Zwei Tage bleiben wir in der "Marsden Cove Marina" und gewöhnen uns bei aromatischem Espresso und Capuccino an den Gedanken, in Neuseeland angekommen zu sein. So unheimlich weit entfernt war dieses Ziel. Jetzt sind wir tatsächlich da und unterhalten uns ganz locker mit dem Barkeeper, dem Verkäufer im kleinen Geschäft und der Dame in der Rezeption. Dass wir um die halbe Welt gesegelt sind, scheint sie echt zu beeindrucken. Natürlich sind wir damit nicht alleine, schweben aber irgendwie auf "Wolke 7" und kosten dieses Gefühl so richtig aus.

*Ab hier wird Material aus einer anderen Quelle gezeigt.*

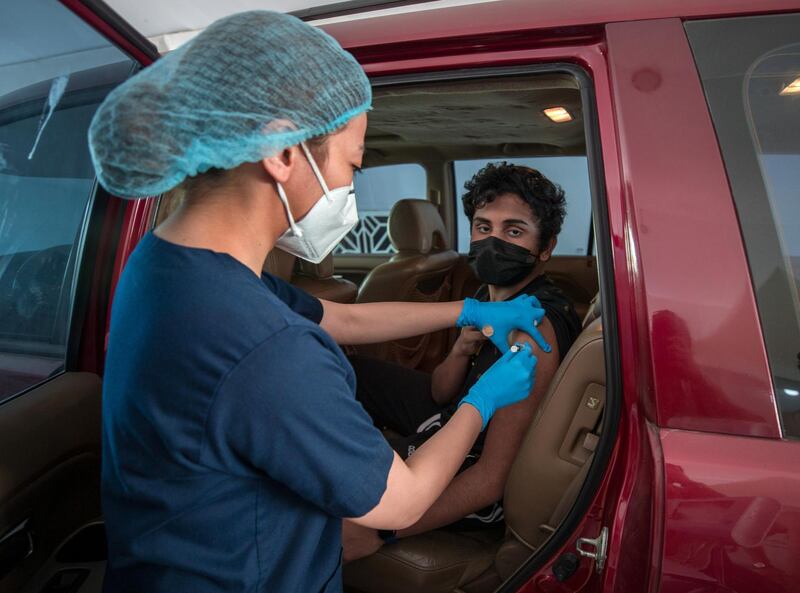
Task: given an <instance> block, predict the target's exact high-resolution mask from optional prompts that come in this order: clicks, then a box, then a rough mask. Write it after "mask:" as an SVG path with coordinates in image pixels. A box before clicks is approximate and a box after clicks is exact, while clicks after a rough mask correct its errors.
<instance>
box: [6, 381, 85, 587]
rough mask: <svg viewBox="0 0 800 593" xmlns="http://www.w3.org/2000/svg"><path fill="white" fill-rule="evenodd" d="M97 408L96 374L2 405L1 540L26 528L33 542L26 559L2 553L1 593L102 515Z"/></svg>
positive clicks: (40, 390) (56, 384) (39, 386)
mask: <svg viewBox="0 0 800 593" xmlns="http://www.w3.org/2000/svg"><path fill="white" fill-rule="evenodd" d="M100 402H101V382H100V378H99V377H98V376H97V375H94V374H92V373H64V374H62V375H60V376H58V377H55V378H53V379H51V380H50V381H48V382H47V383H45V384H44V385H42V386H39V387H37V388H35V389H33V390H31V391H30V392H27V393H23V394H22V395H20V396H18V397H16V398H14V399H12V400H10V401H7V402H5V403H4V404H3V405H2V406H0V451H3V455H2V456H1V457H0V538H2V537H3V536H4V535H5V534H9V533H10V532H11V531H12V530H14V529H15V528H18V527H20V526H24V527H22V529H23V530H24V531H26V532H27V533H28V534H30V541H31V542H32V549H31V551H30V554H28V553H25V554H22V555H21V556H18V555H16V554H14V553H12V552H13V550H11V549H10V548H7V551H8V552H9V553H10V554H11V557H10V558H7V559H6V560H7V563H6V565H5V567H4V568H6V574H4V575H3V576H2V577H1V578H0V590H2V591H18V590H20V589H21V587H22V585H23V584H24V583H26V582H27V581H28V580H29V579H30V578H32V577H33V576H34V573H35V572H36V570H37V568H38V567H40V566H41V565H43V564H44V563H45V561H46V560H47V558H48V557H49V556H50V555H51V554H52V553H53V552H54V551H55V549H56V548H57V546H58V545H59V544H60V543H62V542H63V541H64V540H65V539H66V538H67V536H69V535H70V533H72V532H73V531H75V530H76V529H77V528H79V527H80V526H81V525H83V524H84V523H88V522H90V521H92V520H94V519H97V517H99V516H100V484H99V479H100ZM2 547H3V546H2V545H0V550H2Z"/></svg>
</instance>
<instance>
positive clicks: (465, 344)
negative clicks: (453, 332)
mask: <svg viewBox="0 0 800 593" xmlns="http://www.w3.org/2000/svg"><path fill="white" fill-rule="evenodd" d="M487 339H488V338H487V337H486V336H484V335H483V334H482V333H481V331H480V330H479V329H476V328H474V327H472V326H471V325H468V326H466V327H463V328H461V333H460V334H458V339H456V343H455V344H453V352H455V353H456V354H458V355H460V356H472V355H473V354H477V352H478V350H480V348H481V344H483V343H484V342H485V341H486V340H487Z"/></svg>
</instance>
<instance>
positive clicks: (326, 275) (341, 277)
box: [292, 254, 358, 303]
mask: <svg viewBox="0 0 800 593" xmlns="http://www.w3.org/2000/svg"><path fill="white" fill-rule="evenodd" d="M292 284H294V285H295V286H297V287H299V288H302V289H303V290H305V291H306V292H309V293H311V294H313V295H314V296H315V297H317V298H319V299H325V300H327V301H334V302H337V303H355V302H356V297H357V296H358V286H356V284H355V283H354V282H350V281H349V280H345V279H344V278H342V277H340V276H335V275H334V273H333V254H330V255H328V257H326V258H325V259H323V260H322V261H321V262H320V263H318V264H312V263H311V262H307V261H305V260H302V259H299V258H298V260H297V262H296V264H295V268H294V275H293V276H292Z"/></svg>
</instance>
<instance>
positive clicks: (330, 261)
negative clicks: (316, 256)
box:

Die Hügellandschaft mit Wiesen und Wäldern entlang der elf Meilen langen Auffahrt zum Stadthafen von Whangarei erinnert uns stark an Österreich. Angestrengt halten wir Ausschau nach unserer Marina, wo wir für Felix einen Platz reserviert haben. Am "Kissing Point" macht der Meeresarm einen scharfen Knick nach links. Kurz davor stehen viele Katamarane an Land und am Ufer entdecken wir das Schild "Norsand Boat Yard". Hier sind wir richtig. Für Donnerstag, den 26. November ist unser Sliptermin vorgemerkt. Wir gehen vor Anker und beobachten die bis zu drei Meter Gezeitenunterschiede. Bei Niederwasser haben wir nicht mehr viel Abstand von den Kielen zum Grund, was aber bei dem Schlick kein Problem ist.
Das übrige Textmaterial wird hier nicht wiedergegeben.